When TS7006 signals a deeper problem
A codebase with many TS7006 errors is usually a JavaScript project being migrated to TypeScript. The implicit-any parameters are the original untyped JavaScript code that hasn't been annotated yet. The migration strategy matters: adding 'any' everywhere passes the compiler but provides zero type safety. The right approach is to type the leaf functions first (utilities, helpers) and work outward to the API boundary functions last. This way, contextual typing flows inward and reduces the number of explicit annotations needed. Tools like ts-migrate can add initial annotations, but they default to 'any' — a human pass is needed to replace those with real types.
Editor's take
TS7006 is the migration error. When a team enables strict mode on an existing JavaScript-to-TypeScript project, TS7006 is typically the most frequent error, often numbering in the hundreds or thousands. Every untyped function parameter surfaces as its own error. The temptation is to batch-fix with ': any' and move on — and this is exactly the wrong thing to do.
The error exists because noImplicitAny draws a hard line: TypeScript will not silently pretend a value has type 'any'. Without this flag, untyped parameters become invisible holes in your type system. Code inside the function can access any property, call any method, and pass the value anywhere — all without a single type error. Bugs hide in these holes until they crash in production.
Contextual typing makes TS7006 less painful than it first appears. When you write users.map(u => u.name), TypeScript infers that u is User from the array's element type. You don't need to annotate callback parameters passed to properly typed functions. TS7006 only fires when there's no contextual type — meaning the function is standalone, exported, or passed to an untyped function. This is useful information: TS7006 identifies your type system's entry points, the places where types must be declared because they can't be inferred.
The worst TS7006 pattern is event handlers in React class components. Class methods don't get contextual typing from JSX props, so every onClick, onChange, and onSubmit handler needs an explicit event type annotation. This is one reason functional components with inline handlers are easier to type — the JSX attribute provides the contextual type automatically.

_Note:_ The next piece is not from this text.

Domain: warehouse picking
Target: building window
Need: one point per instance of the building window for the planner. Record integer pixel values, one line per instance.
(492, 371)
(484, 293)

By Bikram Nath · Curator · Updated June 2026
Frequently asked questions
Should I just add ': any' to fix TS7006?
No. Adding an explicit 'any' annotation silences the error but defeats the purpose of TypeScript. The parameter becomes an untyped black hole where any operation is allowed without checking. Use a specific type if you know what the parameter should be, or 'unknown' if the parameter is genuinely dynamic. Explicit 'any' should be a last resort for interop with untyped JavaScript libraries, and even then, you should wrap it in a typed function boundary.
Why doesn't TypeScript infer the type from how I use the parameter inside the function?
TypeScript infers parameter types from contextual typing (the callback's position in a typed call), not from usage inside the function body. This is by design: inferring from usage would be fragile and could change based on refactors inside the function. The function signature is the contract, and TypeScript wants that contract to be explicit. If you add properties or methods to the parameter inside the function, that doesn't tell TypeScript what type the parameter should be — only what you assume it is.
Does TS7006 fire if noImplicitAny is disabled?
No. TS7006 only fires when noImplicitAny is true (which is included when strict is true). Without it, untyped parameters silently become 'any' and TypeScript skips all type checking for those values. This means bugs that TypeScript could catch — accessing non-existent properties, passing wrong argument types — go undetected. Every serious TypeScript project should enable noImplicitAny or strict mode.